Minister Mwanakatwe was hopeful that the next steps of concluding the negotiations on market access offers, rules of origin and ratification to effect implementation of the agreement would be finalised soon.

Zambia had been an active member State in the negotiations, providing strong leadership especially on key issues of rules of origin, customs, trade facilitation, and trade remedies.

COMESA Assistant Secretary General Ambassador Nagla El Hussainy commended Zambia for signing the TFTA and urged the remaining countries to do so.

“….I would like to congratulate and thank the Government of Zambia for this bold move and a re-statement of its commitment to the tripartite goal,

“ The signing we have witnessed today brings the number of signatories to well over 60% of the tripartite membership,” Ambassador Nagla said.

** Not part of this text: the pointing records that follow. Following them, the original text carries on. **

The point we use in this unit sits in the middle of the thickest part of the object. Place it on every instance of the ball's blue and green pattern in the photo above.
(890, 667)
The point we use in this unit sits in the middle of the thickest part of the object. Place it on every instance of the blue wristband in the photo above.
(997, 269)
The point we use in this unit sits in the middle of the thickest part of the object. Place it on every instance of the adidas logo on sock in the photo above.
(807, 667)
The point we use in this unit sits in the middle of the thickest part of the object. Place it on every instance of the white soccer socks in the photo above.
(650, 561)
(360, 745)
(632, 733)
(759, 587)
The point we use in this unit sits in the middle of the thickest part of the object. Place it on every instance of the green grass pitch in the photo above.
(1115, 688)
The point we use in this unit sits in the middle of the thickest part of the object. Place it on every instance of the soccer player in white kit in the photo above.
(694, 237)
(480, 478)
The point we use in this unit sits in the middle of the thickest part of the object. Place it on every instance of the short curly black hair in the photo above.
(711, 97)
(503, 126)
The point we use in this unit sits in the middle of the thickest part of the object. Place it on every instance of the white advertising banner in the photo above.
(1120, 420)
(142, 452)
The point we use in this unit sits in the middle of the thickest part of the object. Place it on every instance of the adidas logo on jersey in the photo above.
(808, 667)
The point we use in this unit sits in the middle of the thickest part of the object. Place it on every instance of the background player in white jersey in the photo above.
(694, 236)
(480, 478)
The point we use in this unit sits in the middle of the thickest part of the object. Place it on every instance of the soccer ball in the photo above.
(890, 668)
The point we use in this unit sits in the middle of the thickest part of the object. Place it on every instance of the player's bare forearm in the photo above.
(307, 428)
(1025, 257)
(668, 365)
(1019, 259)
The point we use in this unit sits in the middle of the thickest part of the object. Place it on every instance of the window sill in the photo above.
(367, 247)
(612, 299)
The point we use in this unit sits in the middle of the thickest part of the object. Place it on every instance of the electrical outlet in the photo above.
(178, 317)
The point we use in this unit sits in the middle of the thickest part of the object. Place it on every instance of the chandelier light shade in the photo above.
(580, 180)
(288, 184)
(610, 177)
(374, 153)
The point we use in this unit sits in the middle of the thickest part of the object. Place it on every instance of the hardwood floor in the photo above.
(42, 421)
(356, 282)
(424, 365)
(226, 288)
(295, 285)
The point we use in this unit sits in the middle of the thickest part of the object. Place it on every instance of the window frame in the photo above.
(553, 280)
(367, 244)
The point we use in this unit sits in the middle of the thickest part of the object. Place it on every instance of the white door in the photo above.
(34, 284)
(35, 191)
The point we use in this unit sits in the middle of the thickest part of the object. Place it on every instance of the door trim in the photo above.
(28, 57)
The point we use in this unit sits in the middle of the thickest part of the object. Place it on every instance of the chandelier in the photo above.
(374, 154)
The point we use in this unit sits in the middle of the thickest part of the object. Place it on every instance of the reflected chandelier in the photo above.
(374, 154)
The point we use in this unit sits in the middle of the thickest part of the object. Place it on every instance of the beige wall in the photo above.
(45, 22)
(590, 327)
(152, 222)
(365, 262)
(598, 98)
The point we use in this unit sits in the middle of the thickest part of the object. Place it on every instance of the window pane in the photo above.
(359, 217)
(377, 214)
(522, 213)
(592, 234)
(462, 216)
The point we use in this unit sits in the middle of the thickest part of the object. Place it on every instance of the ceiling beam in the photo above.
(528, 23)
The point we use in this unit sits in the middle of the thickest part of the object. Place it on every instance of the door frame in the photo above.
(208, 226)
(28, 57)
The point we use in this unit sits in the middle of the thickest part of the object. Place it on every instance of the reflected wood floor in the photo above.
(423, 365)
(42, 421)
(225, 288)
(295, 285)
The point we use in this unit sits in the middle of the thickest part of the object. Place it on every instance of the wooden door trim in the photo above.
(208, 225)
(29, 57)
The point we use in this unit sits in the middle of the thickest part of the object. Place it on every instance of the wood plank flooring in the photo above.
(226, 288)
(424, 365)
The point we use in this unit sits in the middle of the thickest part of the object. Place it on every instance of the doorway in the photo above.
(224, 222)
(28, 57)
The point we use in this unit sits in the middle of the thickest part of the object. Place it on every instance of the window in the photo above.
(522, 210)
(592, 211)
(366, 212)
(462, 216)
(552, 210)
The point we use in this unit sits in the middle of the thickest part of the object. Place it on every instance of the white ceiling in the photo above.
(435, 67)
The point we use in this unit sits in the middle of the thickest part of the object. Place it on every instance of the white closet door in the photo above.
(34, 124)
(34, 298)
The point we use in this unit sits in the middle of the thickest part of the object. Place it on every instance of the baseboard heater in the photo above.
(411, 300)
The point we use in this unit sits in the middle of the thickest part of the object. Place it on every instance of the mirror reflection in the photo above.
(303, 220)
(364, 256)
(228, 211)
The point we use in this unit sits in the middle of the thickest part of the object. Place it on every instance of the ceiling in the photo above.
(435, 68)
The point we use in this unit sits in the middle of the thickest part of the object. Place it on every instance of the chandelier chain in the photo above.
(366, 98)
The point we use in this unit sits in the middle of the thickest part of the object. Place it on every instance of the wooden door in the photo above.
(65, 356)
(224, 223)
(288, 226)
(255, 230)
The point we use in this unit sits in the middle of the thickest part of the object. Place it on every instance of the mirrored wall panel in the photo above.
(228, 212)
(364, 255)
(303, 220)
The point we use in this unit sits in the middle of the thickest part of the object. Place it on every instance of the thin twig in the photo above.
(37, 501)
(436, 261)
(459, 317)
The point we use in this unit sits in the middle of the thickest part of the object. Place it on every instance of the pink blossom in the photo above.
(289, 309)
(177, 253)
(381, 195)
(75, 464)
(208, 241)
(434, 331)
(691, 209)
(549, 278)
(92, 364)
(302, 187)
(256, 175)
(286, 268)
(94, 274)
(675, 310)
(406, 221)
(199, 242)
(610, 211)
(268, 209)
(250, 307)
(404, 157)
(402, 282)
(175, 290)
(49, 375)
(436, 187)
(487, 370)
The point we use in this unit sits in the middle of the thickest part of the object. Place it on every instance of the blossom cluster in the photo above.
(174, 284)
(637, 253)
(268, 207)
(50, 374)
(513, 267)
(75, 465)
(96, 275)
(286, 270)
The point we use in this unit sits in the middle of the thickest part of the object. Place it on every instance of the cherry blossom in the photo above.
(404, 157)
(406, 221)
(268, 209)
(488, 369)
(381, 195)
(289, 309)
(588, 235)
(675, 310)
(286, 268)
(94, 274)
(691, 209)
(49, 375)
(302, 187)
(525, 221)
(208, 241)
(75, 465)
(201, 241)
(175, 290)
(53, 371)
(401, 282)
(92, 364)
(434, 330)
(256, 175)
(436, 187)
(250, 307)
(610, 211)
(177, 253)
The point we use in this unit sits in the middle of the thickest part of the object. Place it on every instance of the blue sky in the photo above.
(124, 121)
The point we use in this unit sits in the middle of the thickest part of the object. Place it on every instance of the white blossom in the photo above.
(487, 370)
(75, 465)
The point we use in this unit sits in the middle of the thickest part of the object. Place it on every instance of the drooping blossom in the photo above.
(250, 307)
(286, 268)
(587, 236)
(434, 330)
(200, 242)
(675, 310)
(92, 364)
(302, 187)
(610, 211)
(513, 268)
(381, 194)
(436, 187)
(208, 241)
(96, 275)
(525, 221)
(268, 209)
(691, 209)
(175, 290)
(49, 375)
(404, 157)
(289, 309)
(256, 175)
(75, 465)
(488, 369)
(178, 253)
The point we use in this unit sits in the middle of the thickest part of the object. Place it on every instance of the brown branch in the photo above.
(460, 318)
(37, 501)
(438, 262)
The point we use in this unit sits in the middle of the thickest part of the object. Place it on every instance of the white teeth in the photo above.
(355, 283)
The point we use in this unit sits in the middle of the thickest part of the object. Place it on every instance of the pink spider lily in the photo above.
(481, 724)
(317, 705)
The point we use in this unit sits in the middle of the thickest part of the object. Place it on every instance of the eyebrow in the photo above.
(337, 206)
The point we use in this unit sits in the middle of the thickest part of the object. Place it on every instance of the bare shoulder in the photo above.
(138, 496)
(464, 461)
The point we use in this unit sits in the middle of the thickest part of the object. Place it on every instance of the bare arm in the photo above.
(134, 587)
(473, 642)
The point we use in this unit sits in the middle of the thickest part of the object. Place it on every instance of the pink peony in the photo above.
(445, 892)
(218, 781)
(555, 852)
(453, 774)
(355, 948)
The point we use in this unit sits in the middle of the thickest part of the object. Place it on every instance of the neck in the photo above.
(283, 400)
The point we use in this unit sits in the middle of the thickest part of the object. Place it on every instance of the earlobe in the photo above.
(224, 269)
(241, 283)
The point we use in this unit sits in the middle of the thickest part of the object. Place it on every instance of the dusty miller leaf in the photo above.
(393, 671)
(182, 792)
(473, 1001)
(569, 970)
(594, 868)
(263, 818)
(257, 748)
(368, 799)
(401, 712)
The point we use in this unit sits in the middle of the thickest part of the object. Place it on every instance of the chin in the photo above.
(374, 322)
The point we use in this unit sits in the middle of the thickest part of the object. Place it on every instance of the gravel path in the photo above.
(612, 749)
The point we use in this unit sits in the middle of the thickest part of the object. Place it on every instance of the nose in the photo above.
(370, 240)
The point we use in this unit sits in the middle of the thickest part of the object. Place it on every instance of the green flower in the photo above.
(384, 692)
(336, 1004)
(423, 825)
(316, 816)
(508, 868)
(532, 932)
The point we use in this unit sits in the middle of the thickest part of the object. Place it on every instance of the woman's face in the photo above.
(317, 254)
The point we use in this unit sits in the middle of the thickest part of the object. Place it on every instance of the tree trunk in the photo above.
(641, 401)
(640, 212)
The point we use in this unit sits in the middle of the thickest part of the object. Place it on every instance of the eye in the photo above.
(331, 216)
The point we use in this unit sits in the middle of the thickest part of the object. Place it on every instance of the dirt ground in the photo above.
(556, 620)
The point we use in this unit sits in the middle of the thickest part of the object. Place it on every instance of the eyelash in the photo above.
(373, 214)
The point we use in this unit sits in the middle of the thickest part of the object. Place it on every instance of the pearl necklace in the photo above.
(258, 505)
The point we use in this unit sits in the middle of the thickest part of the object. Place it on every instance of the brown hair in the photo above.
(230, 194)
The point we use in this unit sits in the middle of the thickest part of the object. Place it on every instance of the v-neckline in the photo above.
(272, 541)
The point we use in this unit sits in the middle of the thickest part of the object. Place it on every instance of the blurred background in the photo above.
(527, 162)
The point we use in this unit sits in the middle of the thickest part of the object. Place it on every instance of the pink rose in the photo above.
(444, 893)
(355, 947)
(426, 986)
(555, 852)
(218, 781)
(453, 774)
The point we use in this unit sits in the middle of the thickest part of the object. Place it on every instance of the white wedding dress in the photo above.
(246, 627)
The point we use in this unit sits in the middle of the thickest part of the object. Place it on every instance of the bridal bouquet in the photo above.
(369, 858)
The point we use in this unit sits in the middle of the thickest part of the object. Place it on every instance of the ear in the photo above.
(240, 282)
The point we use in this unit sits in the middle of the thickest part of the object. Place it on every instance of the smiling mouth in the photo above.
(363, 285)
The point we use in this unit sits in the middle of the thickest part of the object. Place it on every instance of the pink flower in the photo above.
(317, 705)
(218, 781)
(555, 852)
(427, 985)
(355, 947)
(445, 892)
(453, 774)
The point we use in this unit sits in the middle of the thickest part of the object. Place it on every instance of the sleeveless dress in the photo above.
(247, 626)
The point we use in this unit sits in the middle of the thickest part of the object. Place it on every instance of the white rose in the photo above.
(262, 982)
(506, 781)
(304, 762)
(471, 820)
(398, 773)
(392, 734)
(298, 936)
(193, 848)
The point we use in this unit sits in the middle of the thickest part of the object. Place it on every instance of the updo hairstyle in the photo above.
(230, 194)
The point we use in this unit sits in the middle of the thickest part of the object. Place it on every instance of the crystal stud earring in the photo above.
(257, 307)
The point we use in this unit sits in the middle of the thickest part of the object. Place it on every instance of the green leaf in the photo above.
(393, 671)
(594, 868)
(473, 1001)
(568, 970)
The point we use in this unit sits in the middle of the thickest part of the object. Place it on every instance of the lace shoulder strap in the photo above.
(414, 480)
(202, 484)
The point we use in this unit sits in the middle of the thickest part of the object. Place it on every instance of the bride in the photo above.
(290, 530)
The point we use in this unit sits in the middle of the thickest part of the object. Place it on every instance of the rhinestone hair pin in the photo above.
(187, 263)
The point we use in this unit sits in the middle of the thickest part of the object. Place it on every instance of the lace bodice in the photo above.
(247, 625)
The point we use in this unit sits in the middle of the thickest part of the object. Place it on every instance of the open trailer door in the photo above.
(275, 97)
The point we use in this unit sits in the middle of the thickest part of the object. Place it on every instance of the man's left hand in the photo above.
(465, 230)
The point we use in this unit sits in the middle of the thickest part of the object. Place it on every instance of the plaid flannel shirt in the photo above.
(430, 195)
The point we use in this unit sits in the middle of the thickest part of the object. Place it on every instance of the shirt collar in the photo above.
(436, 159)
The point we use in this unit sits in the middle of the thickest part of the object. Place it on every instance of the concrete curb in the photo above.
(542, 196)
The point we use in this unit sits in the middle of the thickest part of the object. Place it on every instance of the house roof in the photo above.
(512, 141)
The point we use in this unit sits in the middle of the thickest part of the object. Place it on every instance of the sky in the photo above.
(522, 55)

The Tripartite Free Trade Area was officially launched by Heads of State and Governments in Sharm El Sheikh Egypt on June 10, 2015.

Ambassador Nagla said that by all accounts, it had been expected that outstanding issues for negotiation would have been finalised by now.

The outstanding issues that were fundamental for a Free Trade Area were tariff liberalisation, rules of origin and the signing and ratification of the TFTA Agreement to make it operational. In some areas there had been progress, although still inadequate.

Once the TFTA was fully operational, it would usher in a single tripartite policy framework covering 26 countries in key regulatory areas affecting and promoting trade and investment.

Other countries that have signed the TFTA are Angola, Burundi, Comoros, the Democratic Republic of Congo, Djibouti, Egypt, Kenya, Malawi, Namibia, Rwanda, Seychelles, Sudan, Tanzania, Uganda, Swaziland and Zimbabwe.